The rise of Stalinism in the USSR left the Soviet and international working class woefully ill prepared for the war. The disastrous policies of the Stalinized Communist International were critical in disarming the German working class in the face of the fascist threat, and enabled Hitler to come to power in 1933. In Spain, the Stalinists strangled the struggle of the proletariat, aiding the victory of Franco in the civil war.
Then, in the Great Terror of 1936—1938, Stalin murdered thousands of revolutionary socialists, including the entire leadership of the Red Army, which had been trained in the Russian Civil War by Leon Trotsky. In August 1939, Stalin, in the vain hope that he could thus guarantee “peace” with Nazi Germany, struck a pact with Hitler. The result was the Nazi invasion of Poland and beginning of World War II in September 1939.
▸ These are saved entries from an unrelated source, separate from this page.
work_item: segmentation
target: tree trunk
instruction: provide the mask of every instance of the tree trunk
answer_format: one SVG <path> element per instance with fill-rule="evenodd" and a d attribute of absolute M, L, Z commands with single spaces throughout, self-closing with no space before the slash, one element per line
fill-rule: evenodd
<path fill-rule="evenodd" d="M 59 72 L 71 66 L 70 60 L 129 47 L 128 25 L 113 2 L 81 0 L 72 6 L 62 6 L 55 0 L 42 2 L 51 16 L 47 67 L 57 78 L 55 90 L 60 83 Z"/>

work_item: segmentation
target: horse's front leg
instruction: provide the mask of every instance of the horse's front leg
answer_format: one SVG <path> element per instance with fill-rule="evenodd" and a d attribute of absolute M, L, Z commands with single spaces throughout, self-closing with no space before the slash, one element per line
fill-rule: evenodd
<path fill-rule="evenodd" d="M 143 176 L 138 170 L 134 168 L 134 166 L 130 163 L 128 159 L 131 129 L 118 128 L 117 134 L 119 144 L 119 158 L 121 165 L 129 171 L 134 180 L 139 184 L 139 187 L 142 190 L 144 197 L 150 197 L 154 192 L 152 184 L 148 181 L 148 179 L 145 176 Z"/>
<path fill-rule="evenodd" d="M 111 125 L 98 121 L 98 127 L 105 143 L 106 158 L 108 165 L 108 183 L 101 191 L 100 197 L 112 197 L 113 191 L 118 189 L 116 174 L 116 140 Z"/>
Despite these crimes, the Soviet people rose up to defend the conquests of the October Revolution against the Nazi invaders. As Leon Trotsky had predicted in 1934, “should the Russian Revolution … be forced to direct its stream into the channel of war, it will unleash a terrific and overwhelming force.” In his last major work before his assassination by a Stalinist agent in 1940, In Defense of Marxism, Trotsky stressed that the Soviet Union remained a workers state, albeit a degenerated one, and had to be defended by the international proletariat against imperialism. However, the only way to truly defend the conquests of the October Revolution was through the overthrow of the bureaucracy in a political revolution by the Soviet working class, and the extension of the socialist revolution to the advanced imperialist countries.
The heroic struggle of the Red Army and the Soviet people was the decisive force in the defeat of Nazi Germany and helped inspire a wave of revolutionary struggles across Nazi-occupied Europe from 1943 onwards. It was only their betrayal at the hands of Stalinism that made possible the restabilization of capitalism after the fall of fascism and the end of the war.